Er kritisiert auch das Vorhaben der Bundesregierung, militärische Hilfe für Kiew nicht mehr aus dem Haushalt finanzieren zu wollen. „Das ist kein gutes Signal, erst recht nicht an die Ukrainer und erst recht nicht an unsere Partnerstaaten, die alle beteiligt sind“, sagt Nouripour. Deutschland dürfe nicht wackeln. Dass man mit dem Thema Wahlkampf betreibe, kritisiert er, „weil Frieden ein unglaublich hohes Gut ist.“ Die Strategie der Grünen: wer im Osten zur Ukraine steht, muss die Grünen wählen.

3. Abgrenzung zur Ampel

Aus dem Haushaltsstreit der vergangenen Tage haben sich die Grünen weitgehend herausgehalten. Doch dahinter steckt nicht das Kalkül, die Regierung besser dastehen zu lassen, sondern sich von den Koalitionspartnern abzusetzen. So deutlich wie noch nie, sagt Nouripour, dass die Tage der Ampel gezählt sind.

Wir kommen in der Konstellation, in der wir sind, aber an Grenzen dessen, was möglich ist.

Grünen-Chef Omid Nouripour verabschiedet sich schon von der Ampel.

SPD, Grüne und FDP seien nur eine „Übergangsregierung“ für die Zeit nach der Ära von Kanzlerin Angela Merkel. „Es ist ja offensichtlich, dass Vertrauen an Grenzen gekommen ist“, sagt Nouripour.

Die Ampel sei nur eine „Übergangsregierung“ nach der Ära Merkel, findet Omid Nouripour.

© dpa/Britta Pedersen

Er schaltet bereits in den Wahlkampfmodus für die Zeit nach der FDP: „Das, was dieses Land braucht, ist eine Modernisierung.“ Die werde aber nicht vom Himmel fallen, sondern werde Geld kosten, sagt Nouripour ohne das Wort Schuldenbremse in den Mund zu nehmen.
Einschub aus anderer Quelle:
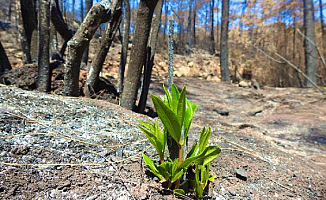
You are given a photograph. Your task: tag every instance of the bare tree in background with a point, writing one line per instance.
(89, 4)
(189, 42)
(9, 11)
(310, 50)
(60, 25)
(212, 48)
(194, 23)
(76, 46)
(323, 27)
(151, 49)
(44, 71)
(4, 62)
(27, 27)
(125, 43)
(225, 72)
(138, 53)
(95, 68)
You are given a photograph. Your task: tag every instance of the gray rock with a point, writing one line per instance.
(241, 174)
(255, 112)
(232, 192)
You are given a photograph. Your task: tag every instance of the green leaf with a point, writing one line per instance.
(175, 97)
(194, 151)
(211, 178)
(152, 167)
(177, 175)
(154, 135)
(179, 191)
(165, 170)
(168, 118)
(189, 115)
(203, 139)
(168, 97)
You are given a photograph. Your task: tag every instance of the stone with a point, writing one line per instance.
(191, 64)
(241, 174)
(232, 192)
(255, 112)
(244, 84)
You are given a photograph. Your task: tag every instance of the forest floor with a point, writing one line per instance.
(273, 140)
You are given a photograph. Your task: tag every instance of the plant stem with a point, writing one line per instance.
(177, 184)
(161, 158)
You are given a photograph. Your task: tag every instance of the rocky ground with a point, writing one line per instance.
(56, 147)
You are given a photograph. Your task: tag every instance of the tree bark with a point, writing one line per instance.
(310, 50)
(44, 71)
(73, 9)
(225, 72)
(59, 23)
(194, 24)
(125, 43)
(189, 43)
(212, 49)
(138, 53)
(4, 62)
(91, 86)
(81, 11)
(76, 46)
(323, 28)
(9, 11)
(89, 4)
(27, 27)
(151, 49)
(166, 18)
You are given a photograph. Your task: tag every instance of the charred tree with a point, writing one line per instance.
(27, 27)
(323, 28)
(76, 46)
(124, 47)
(194, 24)
(189, 43)
(4, 62)
(89, 4)
(9, 11)
(95, 68)
(44, 71)
(225, 72)
(310, 50)
(212, 48)
(138, 53)
(60, 25)
(151, 49)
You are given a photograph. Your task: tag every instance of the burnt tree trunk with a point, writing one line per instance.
(151, 49)
(44, 71)
(60, 25)
(188, 39)
(310, 50)
(323, 28)
(4, 62)
(225, 72)
(125, 43)
(89, 4)
(95, 68)
(212, 49)
(138, 53)
(77, 45)
(194, 24)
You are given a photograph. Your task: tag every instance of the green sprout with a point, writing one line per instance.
(176, 113)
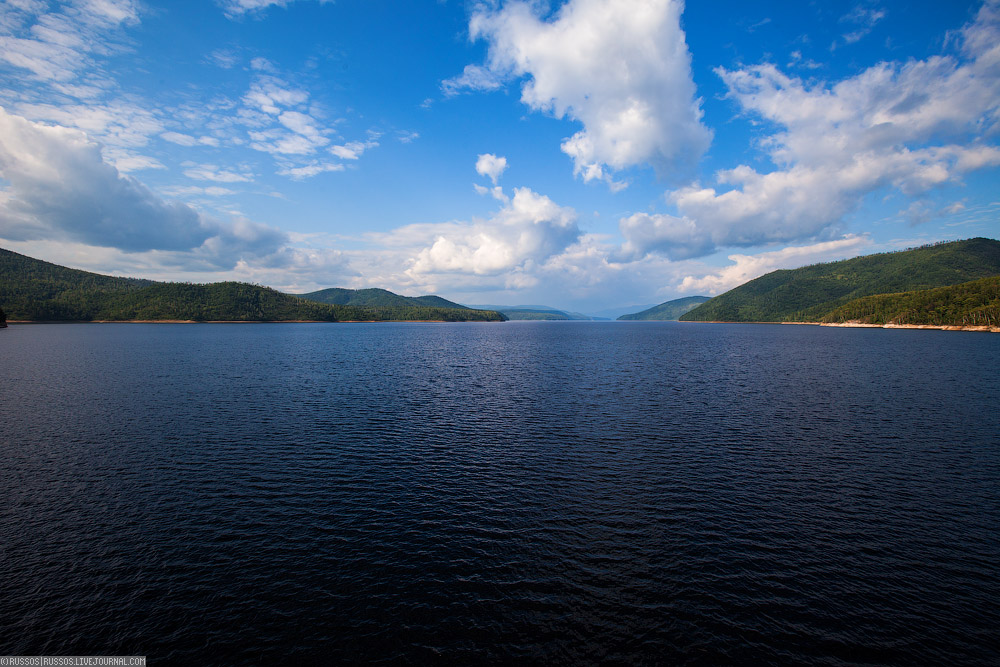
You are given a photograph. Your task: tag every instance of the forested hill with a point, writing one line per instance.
(971, 304)
(34, 290)
(670, 310)
(376, 298)
(810, 293)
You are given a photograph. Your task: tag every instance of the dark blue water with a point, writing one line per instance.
(549, 493)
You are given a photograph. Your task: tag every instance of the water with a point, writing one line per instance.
(540, 493)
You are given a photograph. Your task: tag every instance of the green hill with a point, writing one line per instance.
(529, 312)
(376, 298)
(34, 290)
(975, 303)
(670, 310)
(810, 293)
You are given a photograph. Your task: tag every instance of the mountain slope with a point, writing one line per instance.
(532, 312)
(809, 293)
(34, 290)
(669, 310)
(376, 298)
(975, 303)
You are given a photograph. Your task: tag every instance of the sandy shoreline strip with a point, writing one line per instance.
(225, 321)
(937, 327)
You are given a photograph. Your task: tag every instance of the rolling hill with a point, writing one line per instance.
(34, 290)
(810, 293)
(971, 304)
(546, 313)
(376, 298)
(668, 311)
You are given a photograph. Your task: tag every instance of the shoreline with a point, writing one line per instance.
(234, 321)
(861, 325)
(935, 327)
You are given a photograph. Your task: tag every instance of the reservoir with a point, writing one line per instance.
(526, 492)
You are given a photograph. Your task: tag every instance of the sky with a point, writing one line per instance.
(586, 154)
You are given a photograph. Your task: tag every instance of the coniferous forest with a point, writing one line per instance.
(34, 290)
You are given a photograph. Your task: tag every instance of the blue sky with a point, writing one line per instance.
(587, 154)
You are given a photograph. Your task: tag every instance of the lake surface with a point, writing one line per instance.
(530, 492)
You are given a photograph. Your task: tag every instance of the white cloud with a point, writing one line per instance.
(620, 67)
(60, 188)
(352, 150)
(211, 172)
(309, 170)
(188, 140)
(491, 166)
(57, 46)
(237, 8)
(474, 78)
(748, 267)
(907, 127)
(527, 230)
(865, 19)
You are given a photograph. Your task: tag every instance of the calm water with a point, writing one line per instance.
(556, 493)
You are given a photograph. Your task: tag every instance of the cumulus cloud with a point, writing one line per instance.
(472, 78)
(748, 267)
(60, 187)
(620, 67)
(527, 230)
(491, 166)
(907, 128)
(211, 172)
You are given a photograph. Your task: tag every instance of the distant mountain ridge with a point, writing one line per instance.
(972, 304)
(376, 298)
(811, 293)
(667, 311)
(35, 290)
(537, 313)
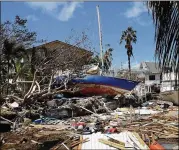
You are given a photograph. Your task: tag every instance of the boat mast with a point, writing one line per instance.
(100, 37)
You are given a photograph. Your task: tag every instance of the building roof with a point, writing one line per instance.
(150, 66)
(55, 44)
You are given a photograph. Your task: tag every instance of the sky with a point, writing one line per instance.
(55, 20)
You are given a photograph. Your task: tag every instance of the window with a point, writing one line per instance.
(152, 77)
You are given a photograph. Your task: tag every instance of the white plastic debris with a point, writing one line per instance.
(14, 105)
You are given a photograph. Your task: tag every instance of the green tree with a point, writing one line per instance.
(15, 38)
(129, 36)
(166, 19)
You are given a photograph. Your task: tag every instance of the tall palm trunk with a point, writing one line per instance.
(8, 66)
(129, 65)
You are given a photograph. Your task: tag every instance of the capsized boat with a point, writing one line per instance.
(103, 85)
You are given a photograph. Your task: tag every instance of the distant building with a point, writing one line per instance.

Mit den Liberalen werden die Grünen da jedoch nicht mehr vorankommen und so klingt es bei Nouripour mehr als ein Jahr vor der Bundestagswahl schon nach Abschied von der Ampel: „Wir kommen in der Konstellation, in der wir sind, aber an Grenzen dessen, was möglich ist.“

4. Ein Kanzlerkandidat – trotz allem

Auf die Frage zur Kanzlerkandidatur ist Nouripour vorbereitet, schließlich hat Vizekanzler Robert Habeck erst vor wenigen Tagen ziemlich direkt seine Bereitschaft erklärt. Der Grünen-Chef legt sich im Interview (natürlich) nicht fest, doch er erklärt schon einmal, warum die Grünen trotz mieser Umfragen und drohender Wahlschlappen einen Kanzlerkandidaten brauchen.

„Wir haben eine massiv veränderte Parteienlandschaft“, sagt er und verweist auf die AfD, die mit einem Kanzlerkandidaten in die Bundestagswahl ziehen will. „Die SPD hat einen Kanzler – die sind bei 14 Prozent oder so. Oder drunter“, sagt Nouripour. Selbst Markus Söder, der mit der CSU ja nur bundesweit auf vier bis sechs Prozent komme, habe Ambitionen, sagt der Grünen-Chef.

Der Vergleich hinkt zwar, doch Nouripour will seine Botschaft platzieren: „Die Leute sehen, das Merkel-Vakuum ist weiterhin nicht gefüllt. Und brauchen dafür Alternativen. Und wir wollen welche liefern.“ Ob die Strategie aufgeht? Bei den Grünen herrscht wohl das Prinzip Hoffnung.